Home Water Wars 2025: The Geopolitics of Europe’s resources

GEAB 174

The monthly bulletin of LEAP (European Laboratory of Political Anticipation) - 15 Apr 2023

Water Wars 2025: The Geopolitics of Europe’s resources

Climate change has been shifting our relationship with water, bringing power and politics into human rights issues of access and management, because the powerless is particularly hit by this. Besides the question of access to safe water for domestic use, it is also a matter of sovereignty over the landscape.[1] Water also serves many purposes of development and social cohesion: whether we consider it too much or too little, inadequate, and quite often unsafe, at global, European or local levels, protecting this fundamental natural resource requires solid governance strategies, for the common good of citizens, who are entitled to control the landscape they live in.

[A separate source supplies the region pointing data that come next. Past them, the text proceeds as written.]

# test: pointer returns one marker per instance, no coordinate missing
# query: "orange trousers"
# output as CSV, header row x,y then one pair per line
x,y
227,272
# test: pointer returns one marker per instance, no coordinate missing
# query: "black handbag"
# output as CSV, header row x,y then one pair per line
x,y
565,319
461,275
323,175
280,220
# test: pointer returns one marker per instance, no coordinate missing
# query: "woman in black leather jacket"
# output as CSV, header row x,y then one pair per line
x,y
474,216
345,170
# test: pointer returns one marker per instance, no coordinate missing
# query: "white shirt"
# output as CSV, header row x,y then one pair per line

Will the Earth run out of water? How could we waste less water? How can the competing demands of different water users be reconciled? Will there be water wars in the future?… many questions keep coming up. We can already anticipate tensions, and maybe even conflicts down the road, mainly around access to non-polluted water. Supranational institutions fail to bring consensus to this scarcity challenge, consequently national governments will have no choice but arbitrate between the different users of water… and of the water distributors all the same, up to the last drop.[2] Some are going to be left out and thus get angry, regulations are being implemented[3] and technology will help in some respects,[4] but infrastructure is not yet in place in most affected areas. With all these interstate conflicts (the Spanish no longer want to share their water with Portugal,[5] water woes loom amid climate change in the Alps,[6] the German pollution endangers the Dutch drinking water,[7] water has been weaponised in Ukraine’s conflict,[8] …) and intrastate declared disputes (France is currently facing an explosive watargate affair[9]), should we proceed to the inclusion of water in our global social strategy or is it better to create new governance tools and develop a circular urban water economy?

With drought becoming more commonplace within this ever-warming planet, the way we address our life resources is more and more pressing and water wars will be difficult to prevent.